Secondly, National’s tax policies are contributing to the housing bubble. House prices have been driven by demand rather than supply factors primarily. And because every rational investor in housing knows that, they just keep speculating that the government won’t do anything about it. It’s a no brainer for people with means to keep buying houses – well beyond one’s accommodation needs. To remove that problem we need a tax on the effective income received from capital – not a lily-livered, exemption-riddled capital gains tax as suggested by Labour and the Greens, and certainly not negligence on that front as the Nats have shown. A Comprehensive Capital Tax is required together with a review of the RBNZ policy of risk weighting on mortgage lending.
Councils – and ratepayers – should be worried
Some Councils may well be able to do a better job of resource consents, but generalising about them all doesn’t help – particularly when Councils are hamstrung by a raft of legislation they must follow including promulgating all sorts of plans for public consultation.
Auckland Council has tried to force development ‘up not out’ – pushing higher density housing over new suburbs. But they haven’t found the job easy, because many in Auckland’s swanky inner suburbs don’t want higher-density housing near them. The age-old NIMBY problem again. Except in Auckland it comes with a twist – in most cities the high-density houses are in the inner city, the expansive estates further out. But because we’ve been so slow out of the blocks anticipating and dealing to the agglomeration abomination that Auckland’s become, those inner city plots are all taken by the PM and others.
Instead of helping Auckland Council deal with that issue, the Government stomped in over the top of them by creating Special Housing Zones that will only worsen Auckland’s sprawl. No wonder Councils are upset by English’s latest comments.
Ratepayers should be worried too – as they have to shell out for the added infrastructure and transport costs that this sprawl will generate. The Government is effectively running up a tab at the bar and asking Councils and ratepayers to pay it.
How could Councils and ratepayers hit back?
Councils and existing ratepayers should make it clear that they aren’t going to pick up the bill for sprawl. There are good reasons for this – successful public transport systems overseas focus on providing a high quality, cheap service for short trips. Spending large amounts of money subsidising trips from Pukekohe to Auckland is a waste – in most countries in the world that trip would be viewed as a long distance trip between cities. Councils should make it clear that new suburbs will not be the priority for their investment, and any rational ratepayer should back that stance.

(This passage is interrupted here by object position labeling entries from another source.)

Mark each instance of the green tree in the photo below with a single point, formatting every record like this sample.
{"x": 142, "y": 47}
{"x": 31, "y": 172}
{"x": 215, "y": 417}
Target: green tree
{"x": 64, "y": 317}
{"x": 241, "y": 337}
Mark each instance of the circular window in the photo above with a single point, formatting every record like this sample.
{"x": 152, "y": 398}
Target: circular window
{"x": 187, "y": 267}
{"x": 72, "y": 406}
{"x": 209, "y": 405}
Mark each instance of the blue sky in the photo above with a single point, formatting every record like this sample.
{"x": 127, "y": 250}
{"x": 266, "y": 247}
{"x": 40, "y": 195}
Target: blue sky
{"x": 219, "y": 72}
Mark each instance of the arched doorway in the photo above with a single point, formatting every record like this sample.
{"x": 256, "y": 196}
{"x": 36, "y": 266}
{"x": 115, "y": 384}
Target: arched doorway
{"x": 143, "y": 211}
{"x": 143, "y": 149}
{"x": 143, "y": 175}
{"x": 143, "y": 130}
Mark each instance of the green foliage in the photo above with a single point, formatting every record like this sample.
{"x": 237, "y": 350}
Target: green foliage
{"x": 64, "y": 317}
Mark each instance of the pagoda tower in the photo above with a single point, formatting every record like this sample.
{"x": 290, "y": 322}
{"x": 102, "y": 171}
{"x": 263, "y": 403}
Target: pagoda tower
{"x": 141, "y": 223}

Of course ratepayers are part of the problem – the same people that stand to lose from sprawl are the ones opposing development in the city. House owners in the central city need to swallow their pride and accept that high-density housing – if done well – can bring all sorts of benefits. A major one is future proofing – a major new report shows that denser cities have far lower carbon emissions.
Instead of spending their money on new suburbs, Councils could calm ratepayer concerns by focusing their investment on making areas of high-density housing very liveable. Councils need to ensure that high-density housing areas have the best services in terms of parks, access to shopping and cafés, and transport. They also need to ensure the high-density housing itself is high quality to avoid repeating the mistakes of the shoddy apartments that went up in the 1990s.
Once people see that high-density housing can actually be a very pleasant way to live, attitudes will shift. After all, high-density housing is a way of life for the majority of people living in the most liveable cities in the world.